Campus Tours Highlight Best of the U, Career Advice

By Bárbara Gutiérrez
UM News


Prospective UM students and their families participate in a recent tour of the Coral Gables campus.

CORAL GABLES, Fla. (August 19, 2015) –Natalia Elling is a veteran of college campus tours. As she strolled the University of Miami grounds recently, she was on her tenth college tour.
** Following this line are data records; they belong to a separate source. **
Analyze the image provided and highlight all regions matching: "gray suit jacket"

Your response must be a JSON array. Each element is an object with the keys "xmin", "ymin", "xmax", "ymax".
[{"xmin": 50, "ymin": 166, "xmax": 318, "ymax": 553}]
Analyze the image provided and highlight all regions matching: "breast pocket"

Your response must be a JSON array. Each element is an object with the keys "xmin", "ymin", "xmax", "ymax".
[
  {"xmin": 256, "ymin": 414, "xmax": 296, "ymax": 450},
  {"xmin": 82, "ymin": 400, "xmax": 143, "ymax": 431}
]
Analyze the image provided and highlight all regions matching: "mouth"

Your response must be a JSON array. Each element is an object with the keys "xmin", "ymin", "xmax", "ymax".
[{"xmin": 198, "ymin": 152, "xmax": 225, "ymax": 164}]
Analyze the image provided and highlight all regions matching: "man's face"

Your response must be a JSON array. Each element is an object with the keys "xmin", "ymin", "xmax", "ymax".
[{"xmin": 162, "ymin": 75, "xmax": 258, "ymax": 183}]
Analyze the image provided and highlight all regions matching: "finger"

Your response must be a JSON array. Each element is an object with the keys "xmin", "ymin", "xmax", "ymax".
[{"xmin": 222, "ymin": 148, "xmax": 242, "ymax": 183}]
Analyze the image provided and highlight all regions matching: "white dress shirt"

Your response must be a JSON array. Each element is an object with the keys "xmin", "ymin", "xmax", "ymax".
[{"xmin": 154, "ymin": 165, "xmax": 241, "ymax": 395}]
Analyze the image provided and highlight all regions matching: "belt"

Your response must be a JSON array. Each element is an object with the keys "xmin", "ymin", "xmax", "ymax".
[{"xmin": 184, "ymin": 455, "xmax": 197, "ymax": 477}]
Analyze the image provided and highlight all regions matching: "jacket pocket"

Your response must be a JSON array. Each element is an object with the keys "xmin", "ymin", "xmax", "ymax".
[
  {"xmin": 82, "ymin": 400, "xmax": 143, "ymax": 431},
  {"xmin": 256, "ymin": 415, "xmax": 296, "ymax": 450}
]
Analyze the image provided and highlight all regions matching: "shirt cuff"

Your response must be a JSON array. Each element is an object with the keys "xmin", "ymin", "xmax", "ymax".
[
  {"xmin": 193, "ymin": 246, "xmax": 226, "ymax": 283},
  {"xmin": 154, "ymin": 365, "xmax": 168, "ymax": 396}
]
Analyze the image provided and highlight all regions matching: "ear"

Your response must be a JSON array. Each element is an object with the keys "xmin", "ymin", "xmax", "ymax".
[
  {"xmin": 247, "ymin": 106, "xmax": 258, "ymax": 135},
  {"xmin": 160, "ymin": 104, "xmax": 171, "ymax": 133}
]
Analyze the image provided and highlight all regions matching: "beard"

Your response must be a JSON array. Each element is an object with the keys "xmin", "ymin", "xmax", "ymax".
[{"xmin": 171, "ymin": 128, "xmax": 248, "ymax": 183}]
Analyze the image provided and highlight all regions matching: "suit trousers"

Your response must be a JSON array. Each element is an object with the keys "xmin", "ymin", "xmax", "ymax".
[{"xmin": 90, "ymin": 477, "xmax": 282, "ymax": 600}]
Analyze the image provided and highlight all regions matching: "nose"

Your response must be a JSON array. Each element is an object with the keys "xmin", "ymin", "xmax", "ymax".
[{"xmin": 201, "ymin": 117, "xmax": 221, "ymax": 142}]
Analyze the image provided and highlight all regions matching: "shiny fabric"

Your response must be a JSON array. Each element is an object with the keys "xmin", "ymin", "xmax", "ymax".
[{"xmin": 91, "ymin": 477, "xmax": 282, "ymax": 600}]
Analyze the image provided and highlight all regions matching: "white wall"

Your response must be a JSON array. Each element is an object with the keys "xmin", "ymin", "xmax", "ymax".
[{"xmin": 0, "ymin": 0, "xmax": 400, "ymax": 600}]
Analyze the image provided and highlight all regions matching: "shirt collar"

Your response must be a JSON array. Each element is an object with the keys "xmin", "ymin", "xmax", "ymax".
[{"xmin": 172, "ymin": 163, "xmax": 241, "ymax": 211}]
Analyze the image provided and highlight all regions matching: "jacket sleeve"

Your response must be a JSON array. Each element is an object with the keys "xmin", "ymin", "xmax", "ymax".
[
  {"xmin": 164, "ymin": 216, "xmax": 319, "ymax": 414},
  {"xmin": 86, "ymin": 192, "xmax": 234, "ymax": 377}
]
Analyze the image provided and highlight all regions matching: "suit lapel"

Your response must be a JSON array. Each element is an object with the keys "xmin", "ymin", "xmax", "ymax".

The 17-year-old high school senior from Delaware came away very impressed.

“I really loved it and found it so thorough,” said Elling, who not only enjoyed the lush grounds, but the fact that the first stop was the Patricia and Harold Toppel Career Center, where she received information on career preparation.

Starting at Toppel is one of several changes to UM campus tours, which have been enriched to make them more relevant to what prospective students and their parents expect, said Carmen Perez, senior associate director of admissions.

“Basically the campus tour used to be a walk around the lake,” Perez said. “Now it is a much more realistic experience of what life at the University of Miami will be like.”

“The new tour emphasizes the core academic strengths of the University of Miami and highlights the tremendous outcomes associated with a UM degree,” said John Haller, vice president of enrollment management. It starts with a thorough 50-minute briefing by an admissions representative on the University, the admissions process, and the strengths of the school’s academic life.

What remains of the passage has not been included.